I first came across Gary Karr, when, as a very young
record collector, I was given a recording of Saint-Saëns’ Carnival
of the Animals conducted by Bernstein (BRG 72072). On this 1962
LP Bernstein had deliberately selected some outstanding teenage musicians
to play the work and Gary Karr was one of them. In fact he played The
Swan normally heard on the cello but here on the double bass and
Bernstein was obviously most moved by his performance as he said in
his narration on the record. Aged only 19, Karr was already obtaining
a uniquely strong, distinctive, lyrical and eloquent sound out of an
instrument, which no one was taking seriously. It has been Karr’s obsession
to reverse the public’s perception of this heavy, grumbling instrument
and he is well on the way. He is the first full-time professional solo
double-bassist in history according to his website and I for one would
not like to disagree.
This 1992 recording is released in Europe for the first
time. It is interesting to consider that, now 10 years on, Gary Karr
has gone on to bigger and even greater things although his performances
in Britain are still all too rare.
I will go through these three works in turn starting
with Stuart Sankey’s extraordinary Carmen Fantasy. This
is not of course the first of its ilk. Just recently there has been
one recorded by the late Buxton Orr. Other more famous string examples
would include the one by Sarasate. Sankey’s is a very clever and enjoyable
example using a large orchestra. After a portentous start the bass has
a virtuoso cadenza. Immediately the problem of recorded balance rears
its head. You need to turn up the volume here having kept it lower for
the opening. This difficulty haunts the entire piece. I hasten to add
that the composer may be trying to use the bass as if it were a cello;
indeed I asked myself if the piece would work even better on a cello.
Similar questions and problems of recorded balance
are found in the Grieg. Here, Karr has taken the cello original
and transcribed and voiced it more effectively for the bass. He then
asked Joe Horovitz to orchestrate it which he has done with clarity
and imagination. The excellent notes by Cyrus Meher-Homji explain that
the transcription "came about partly through Gary Karr’s concern
that there was little in the double bass repertory that was as familiar
to audiences as opposed to some of the more well-known concertos."
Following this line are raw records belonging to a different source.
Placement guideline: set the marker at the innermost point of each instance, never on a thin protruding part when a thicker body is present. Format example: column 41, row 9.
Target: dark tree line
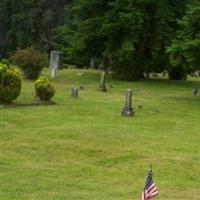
column 129, row 36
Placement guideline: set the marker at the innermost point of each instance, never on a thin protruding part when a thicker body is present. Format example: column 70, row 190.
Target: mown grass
column 84, row 149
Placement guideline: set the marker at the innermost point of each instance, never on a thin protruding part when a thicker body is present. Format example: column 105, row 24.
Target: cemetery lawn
column 84, row 150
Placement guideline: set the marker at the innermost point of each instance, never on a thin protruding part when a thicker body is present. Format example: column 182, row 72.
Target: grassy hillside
column 83, row 149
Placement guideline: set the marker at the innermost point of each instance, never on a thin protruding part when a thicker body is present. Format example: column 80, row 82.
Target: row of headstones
column 127, row 110
column 55, row 61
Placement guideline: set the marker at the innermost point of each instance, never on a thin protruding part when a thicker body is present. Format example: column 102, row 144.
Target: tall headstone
column 128, row 110
column 102, row 86
column 55, row 60
column 74, row 93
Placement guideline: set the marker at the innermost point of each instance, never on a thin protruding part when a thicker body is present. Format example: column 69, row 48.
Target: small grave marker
column 128, row 110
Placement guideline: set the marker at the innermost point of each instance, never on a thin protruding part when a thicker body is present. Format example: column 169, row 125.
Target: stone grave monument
column 55, row 60
column 74, row 93
column 102, row 86
column 128, row 110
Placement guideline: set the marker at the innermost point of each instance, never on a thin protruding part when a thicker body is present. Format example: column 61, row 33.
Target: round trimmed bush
column 10, row 84
column 30, row 61
column 44, row 89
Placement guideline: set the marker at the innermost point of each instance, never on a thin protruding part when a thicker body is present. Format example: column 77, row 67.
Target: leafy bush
column 44, row 89
column 5, row 61
column 10, row 84
column 30, row 61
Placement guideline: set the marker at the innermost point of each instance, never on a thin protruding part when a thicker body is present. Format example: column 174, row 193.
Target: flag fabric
column 150, row 189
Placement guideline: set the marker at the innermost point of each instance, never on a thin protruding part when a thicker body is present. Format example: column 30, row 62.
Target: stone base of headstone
column 102, row 88
column 128, row 112
column 53, row 73
column 74, row 93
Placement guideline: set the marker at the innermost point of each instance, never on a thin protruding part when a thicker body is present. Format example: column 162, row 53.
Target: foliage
column 30, row 61
column 129, row 36
column 29, row 23
column 10, row 84
column 185, row 49
column 44, row 89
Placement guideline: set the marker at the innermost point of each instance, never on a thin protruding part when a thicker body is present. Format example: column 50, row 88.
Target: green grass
column 84, row 149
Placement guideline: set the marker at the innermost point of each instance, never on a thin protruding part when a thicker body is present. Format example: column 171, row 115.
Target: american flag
column 150, row 189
This is all very laudable, and really quite successful. But I then heard
the original Cello Sonata. This is played by David Finckel and Wu Han
on a very fine BBC Music Magazine CD - well worth seeking out. What
is lacking from the new version is the emotional power at the climaxes.
The tuning is also unsure, even more significant with an orchestra to
contend with. Incidentally the finale in the bass version is a clever
reworking and shortening of the original so as to avoid some particularly
To see how a double bass concerto can really
work try Wilfred Josephs’ 30-minute concerto. This is well worth
listening to carefully. I would also draw readers’ attention to the
concerto by Peter Maxwell Davies on now-deleted Collins 13962. The Josephs
begins with a heartfelt recitative, which could almost be a tone-row.
The opening movement is the longest and reaches a grand climax. It is
marked Allegretto but seems to show little tempo contrast with
the second which is marked Adagio ma non troppo. The finale is
a Moderato marziale which reminded me a little of the BBC television
score Josephs wrote in the late ’60s for the ‘The Great War’ series.
Its use of the very bottom register is most telling, especially when
accompanied by bassoon and trombone. There is an element of the circus
here, which the concerto needs at this point. The bass in this ten-year-old
recording seems too recessed and the brass has been vividly recorded
so that a brass chord bounces out of the speakers rather like a raspberry.
So, all in all, I can’t get too excited by this disc,
but for aficionados of the bass or indeed of modern concertos this would
at the very least be an interesting purchase.